Tue 20 Nov 2007
The first rule in helping your children through a divorce, no matter what age they are, is open communication. The level of detail you share with them is dependent on their age and you will have to use common sense and judgment to determine what that is, but the key is to let them know that expression of their feelings is welcome. Realize that they may not be comfortable sharing directly with you. Children are extremely in tune to your emotions. They know you are in pain and don’t want to upset you any more than you already are.
Find an outlet for them, a third party that will listen and let them be completely honest. Friends of the family and family members may not always be the best choice for this, as the child may still feel some pressure to choose sides. For some kids all they need is to be able to relate with other kids who are going through the same thing. Try to find a support group in your area for children of divorce. For others they may need more, like counseling. You can visit the links at the top of this page to find more resources. The list is rather limited at this point but will hopefully grow in time. It does seem that people are becoming more aware of this need and are offering programs and other resources as a result.
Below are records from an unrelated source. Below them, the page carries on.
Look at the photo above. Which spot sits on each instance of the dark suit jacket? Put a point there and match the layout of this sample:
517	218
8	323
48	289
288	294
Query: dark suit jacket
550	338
It is important to keep those lines of communication open but be very careful not to bad-mouth your ex-spouse. No matter what they did to you, don’t forget that they are still your child’s parent and your child loves them. Your disagreements in your marriage have nothing to do with your children, so don’t bring them into it! It’s a very difficult thing to do, but if you can put your emotions aside for awhile and show your ex-spouse respect and work together to continue to raise your children, you will be doing your children a huge favor.